The arbitration claims arose from the sales of interests in two real estate tenancies in common in commercial real estate. The first investment was jeopardized what the sole tenant defaulted on its lease. Investors’ interests were jeopardized, but the issuers put together a rescue deal that all TIC owners accepted. As part of that deal, investors released multiple parties. Counsel for Respondent successfully persuaded the panel of arbitrators that Claimants claims were covered by the release.

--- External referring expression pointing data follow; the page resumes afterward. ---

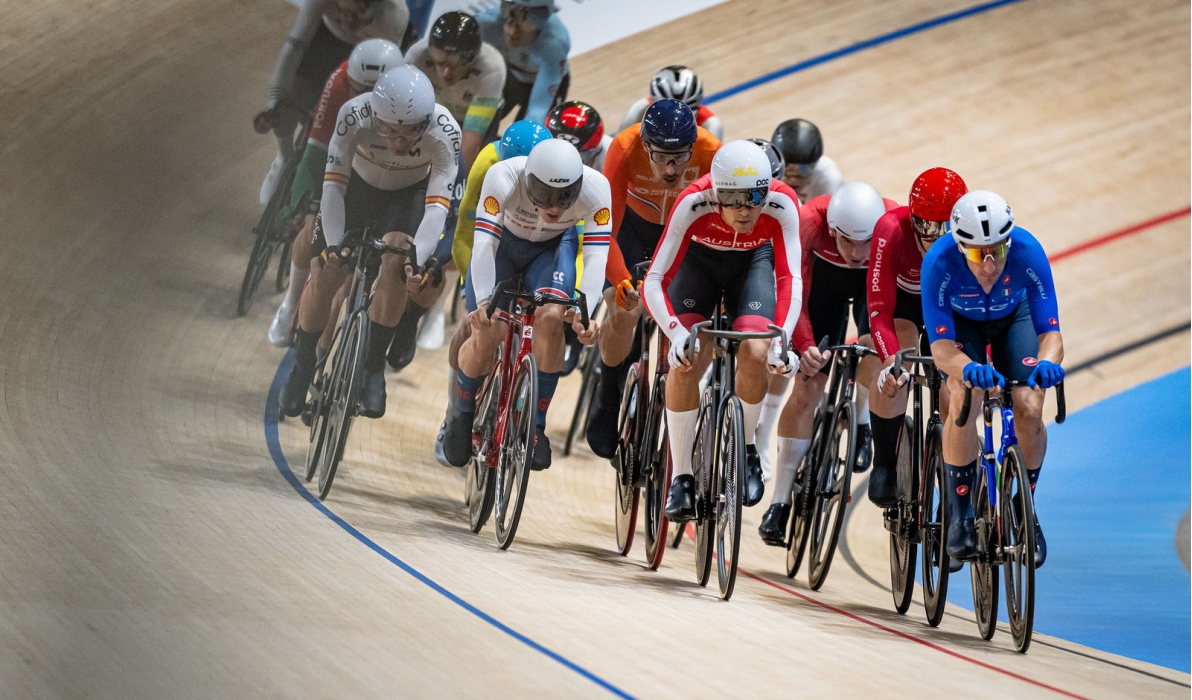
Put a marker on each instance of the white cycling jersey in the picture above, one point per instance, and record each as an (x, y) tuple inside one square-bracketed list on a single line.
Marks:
[(389, 20), (506, 206), (357, 146)]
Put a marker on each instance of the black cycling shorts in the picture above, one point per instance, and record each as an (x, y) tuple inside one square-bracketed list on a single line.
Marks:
[(745, 279)]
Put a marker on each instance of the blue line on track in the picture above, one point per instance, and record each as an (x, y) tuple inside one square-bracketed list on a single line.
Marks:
[(279, 460), (856, 48)]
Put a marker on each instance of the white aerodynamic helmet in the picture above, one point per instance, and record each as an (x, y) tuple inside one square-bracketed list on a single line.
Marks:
[(981, 218), (740, 174), (370, 59), (554, 174), (854, 210), (403, 95)]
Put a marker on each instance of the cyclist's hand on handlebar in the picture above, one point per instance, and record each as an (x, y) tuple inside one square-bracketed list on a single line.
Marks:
[(982, 376), (782, 361), (1045, 375)]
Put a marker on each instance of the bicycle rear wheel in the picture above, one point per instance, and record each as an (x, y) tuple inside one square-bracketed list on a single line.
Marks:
[(516, 452), (902, 549), (627, 454), (730, 479), (343, 395), (982, 570), (1017, 509), (935, 552), (832, 494)]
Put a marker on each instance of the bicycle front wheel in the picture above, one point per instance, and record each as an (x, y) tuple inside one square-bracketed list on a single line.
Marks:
[(516, 451), (832, 494), (1017, 509), (728, 499)]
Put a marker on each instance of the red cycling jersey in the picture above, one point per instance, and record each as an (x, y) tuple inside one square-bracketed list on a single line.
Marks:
[(894, 262), (696, 217)]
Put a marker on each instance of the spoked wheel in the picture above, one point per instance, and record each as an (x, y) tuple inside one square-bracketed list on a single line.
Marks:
[(902, 547), (480, 477), (343, 396), (731, 477), (627, 456), (1017, 510), (982, 570), (658, 479), (832, 494), (702, 465), (935, 552), (516, 451), (589, 381)]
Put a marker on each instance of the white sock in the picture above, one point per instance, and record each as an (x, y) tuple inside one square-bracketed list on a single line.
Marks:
[(790, 452), (681, 432), (862, 406)]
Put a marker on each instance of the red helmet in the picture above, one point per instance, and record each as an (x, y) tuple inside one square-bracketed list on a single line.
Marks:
[(935, 192)]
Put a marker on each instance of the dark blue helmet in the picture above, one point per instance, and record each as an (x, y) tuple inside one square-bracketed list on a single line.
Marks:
[(520, 137), (669, 125)]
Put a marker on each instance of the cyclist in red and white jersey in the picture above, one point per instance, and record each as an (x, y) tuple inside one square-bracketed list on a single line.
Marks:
[(731, 234)]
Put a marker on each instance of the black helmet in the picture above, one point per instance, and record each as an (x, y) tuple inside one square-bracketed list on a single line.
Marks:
[(457, 32), (799, 142)]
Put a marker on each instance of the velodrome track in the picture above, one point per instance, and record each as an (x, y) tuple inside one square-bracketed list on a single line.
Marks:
[(151, 544)]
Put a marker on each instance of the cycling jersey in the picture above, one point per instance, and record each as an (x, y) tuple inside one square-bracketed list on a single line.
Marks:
[(386, 20), (817, 243), (542, 63), (358, 147), (950, 290), (703, 117), (696, 218), (472, 100), (635, 187), (506, 209)]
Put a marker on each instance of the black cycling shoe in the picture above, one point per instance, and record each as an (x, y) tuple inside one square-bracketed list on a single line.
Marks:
[(681, 499), (774, 525), (541, 451), (755, 485), (883, 487), (458, 438), (864, 441), (962, 539)]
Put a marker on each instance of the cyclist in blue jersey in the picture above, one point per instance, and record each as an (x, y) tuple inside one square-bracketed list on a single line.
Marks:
[(534, 44), (989, 284)]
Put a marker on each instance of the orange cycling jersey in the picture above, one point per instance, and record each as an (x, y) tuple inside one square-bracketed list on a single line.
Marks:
[(634, 185)]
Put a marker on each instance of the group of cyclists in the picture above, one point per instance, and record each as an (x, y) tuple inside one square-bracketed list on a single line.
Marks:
[(405, 144)]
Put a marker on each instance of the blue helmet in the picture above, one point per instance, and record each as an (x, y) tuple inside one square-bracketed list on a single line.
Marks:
[(669, 125), (520, 137)]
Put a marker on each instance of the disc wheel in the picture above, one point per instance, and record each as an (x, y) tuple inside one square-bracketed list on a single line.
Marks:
[(516, 452), (731, 483), (832, 494), (902, 547), (1017, 510), (935, 552)]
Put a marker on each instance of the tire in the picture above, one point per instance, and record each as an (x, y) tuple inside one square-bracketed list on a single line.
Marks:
[(702, 465), (902, 547), (982, 570), (935, 551), (728, 496), (629, 445), (342, 397), (832, 494), (516, 451), (1017, 508)]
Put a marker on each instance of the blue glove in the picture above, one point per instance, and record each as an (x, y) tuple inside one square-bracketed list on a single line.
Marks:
[(983, 376), (1045, 376)]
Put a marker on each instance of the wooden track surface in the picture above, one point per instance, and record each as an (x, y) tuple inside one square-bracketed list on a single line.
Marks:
[(149, 545)]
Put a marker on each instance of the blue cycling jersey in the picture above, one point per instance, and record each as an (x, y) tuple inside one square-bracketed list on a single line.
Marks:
[(950, 289), (544, 62)]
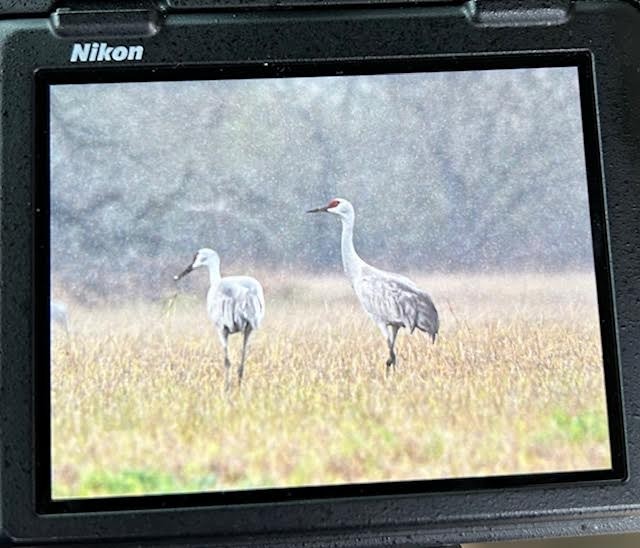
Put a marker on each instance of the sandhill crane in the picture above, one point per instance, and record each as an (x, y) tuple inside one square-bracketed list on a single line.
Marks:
[(391, 300), (58, 315), (235, 304)]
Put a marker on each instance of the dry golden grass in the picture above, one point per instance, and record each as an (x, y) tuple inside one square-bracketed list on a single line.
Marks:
[(513, 385)]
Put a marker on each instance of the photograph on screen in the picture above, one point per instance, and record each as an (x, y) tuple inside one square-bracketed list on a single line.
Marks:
[(265, 283)]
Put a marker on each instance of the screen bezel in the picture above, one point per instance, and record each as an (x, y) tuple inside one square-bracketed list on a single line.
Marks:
[(601, 252)]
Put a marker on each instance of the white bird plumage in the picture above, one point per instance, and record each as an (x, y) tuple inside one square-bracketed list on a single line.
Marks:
[(235, 304), (391, 300)]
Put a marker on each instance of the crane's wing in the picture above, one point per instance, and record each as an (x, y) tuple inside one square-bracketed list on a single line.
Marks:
[(396, 300), (236, 304)]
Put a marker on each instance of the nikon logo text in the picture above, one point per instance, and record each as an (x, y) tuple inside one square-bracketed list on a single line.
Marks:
[(101, 52)]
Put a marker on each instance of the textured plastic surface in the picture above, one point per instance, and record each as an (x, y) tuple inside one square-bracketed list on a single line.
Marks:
[(609, 30)]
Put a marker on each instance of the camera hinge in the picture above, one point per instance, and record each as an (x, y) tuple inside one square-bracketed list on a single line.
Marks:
[(515, 13), (96, 23)]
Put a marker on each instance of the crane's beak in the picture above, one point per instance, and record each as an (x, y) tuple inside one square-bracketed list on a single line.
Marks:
[(184, 272)]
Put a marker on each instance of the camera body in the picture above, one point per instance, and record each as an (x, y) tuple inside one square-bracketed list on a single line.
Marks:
[(44, 42)]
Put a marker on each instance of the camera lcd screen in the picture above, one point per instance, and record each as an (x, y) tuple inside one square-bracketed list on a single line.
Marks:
[(269, 283)]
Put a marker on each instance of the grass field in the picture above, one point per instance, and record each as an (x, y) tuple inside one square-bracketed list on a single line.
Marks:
[(513, 385)]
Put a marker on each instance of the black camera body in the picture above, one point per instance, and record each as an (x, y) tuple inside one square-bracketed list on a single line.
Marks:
[(48, 42)]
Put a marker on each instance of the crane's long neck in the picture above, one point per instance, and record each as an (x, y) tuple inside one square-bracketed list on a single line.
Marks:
[(351, 261)]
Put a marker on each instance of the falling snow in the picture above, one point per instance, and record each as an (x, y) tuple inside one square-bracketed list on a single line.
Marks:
[(448, 172)]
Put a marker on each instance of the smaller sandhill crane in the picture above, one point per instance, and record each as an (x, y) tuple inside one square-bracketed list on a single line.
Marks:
[(392, 301), (235, 304)]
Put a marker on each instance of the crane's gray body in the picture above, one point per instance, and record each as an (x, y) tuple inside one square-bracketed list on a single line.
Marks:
[(395, 301), (235, 304), (391, 300)]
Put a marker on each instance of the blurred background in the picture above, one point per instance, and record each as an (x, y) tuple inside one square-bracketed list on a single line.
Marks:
[(474, 171)]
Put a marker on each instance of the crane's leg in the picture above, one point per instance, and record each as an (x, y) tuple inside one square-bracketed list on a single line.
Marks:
[(392, 333), (224, 339), (245, 342)]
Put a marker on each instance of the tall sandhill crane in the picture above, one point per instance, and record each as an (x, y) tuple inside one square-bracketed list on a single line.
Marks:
[(235, 304), (391, 300), (58, 315)]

The second investment, a medical facility in Houston, Texas, was still performing at the time Claimants filed the arbitration. The Claimants complained, however that some of their distributions had been placed in escrow for future repairs. The panel of arbitrators was persuaded that the complained-of event – the payment into escrow – was not attributable to its clients, the broker-dealer and the registered representative, but rather was the result of affirmative actions by the Claimants and their co-owners.
“Due diligence claims are on the rise,” said Parker MacIntyre partner J. Steven Parker. “It is important for a firm to establish and maintain adequate due diligence procedures before offering any type of alternative product. Even when such procedures are employed, there is no guarantee that investments will not fail or at least under-perform.”
Mr. Terry added, “demonstrating that the firm followed proper due diligence procedures to an arbitration panel is critical when faced with a claim of negligence or fraud. There is no substitute for good recordkeeping and disclosure by the firm and its representatives.”
The case is FINRA arbitration number 11-00106.